Title: After the Rescue

Part: NEW 72/73

Author: Karmen Ghia, karmen_ghia@yahoo.com

Series: TOS

Romance Code: S/Mc and then some.

Rating: NC-17

Appendices: http://members.tripod.com/karmen_ghia/atrappendices.html

See part one for disclaimers, etc.

 

Spock chose not to argue with anyone about where Maja might be at that moment and had himself transported directly into the vicinity of Maja's Federation Identifier Signal.

"I'm so glad I wasn’t taking a shit, Spock." Maja snarled, looking up from his sketch pad.

Spock ignored this in favor of placing the DNA results on Maja's unfinished pastel.

"What is this?" Maja asked.

"Conclusive proof that Tien is my son."

"This is not news for me, Vulcan." Maja looked curiously at the papers. "Oh, yes. The strand of hair," Maja said sadly. "Spock, you have all the compassion of your people, possibly less. Don't you realize what Tien was doing? He was fulfilling his dead lover's last wish and all you could think of to do was call him a liar."
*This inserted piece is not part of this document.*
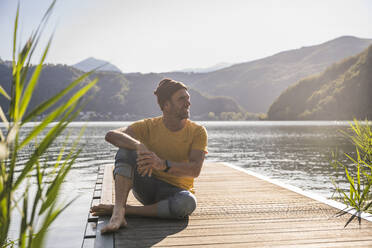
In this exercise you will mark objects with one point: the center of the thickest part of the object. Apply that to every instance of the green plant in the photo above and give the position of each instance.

"I believed him, Maja," Spock said levelly. "It is you I wanted to confront with proof so you could not lie to me."

"When," Maja asked coolly, "have I ever lied to you?"

"Why did you not tell me?"

"That's not the same thing as lying."

"I agree. Why did you not tell me?"

"It was none of your business."

"Perhaps, but why did you think not?"

"You had other things on your mind."

"I would have taken time for this. Why?"

"What would you have done, Spock?"

"I cannot speculate on the hypothetical past," Spock said. "I still want to know your reasoning for not telling me and running away."

Maja looked up at him sadly. "I was scared. All I saw for us here was misery. Either alone while you were on a starship or with you, a bitter, angry you, who'd stayed and learned to hate me and the baby." He switched his attention to the mural he'd painted as a child. He'd painted it to please Spock but if it did, Spock never let on that it did. "So I ran. I ran into the unknown because it was better than any other possibility I could foresee or even logically speculate upon. Except death and I thought if that was my fate, then I'd embrace it when the time came." Maja paused, almost overwhelmed by the waves of sadness in this memory. "Hobie came with me," Maja murmured abstractedly. "He took care of me. I think he was afraid I would die."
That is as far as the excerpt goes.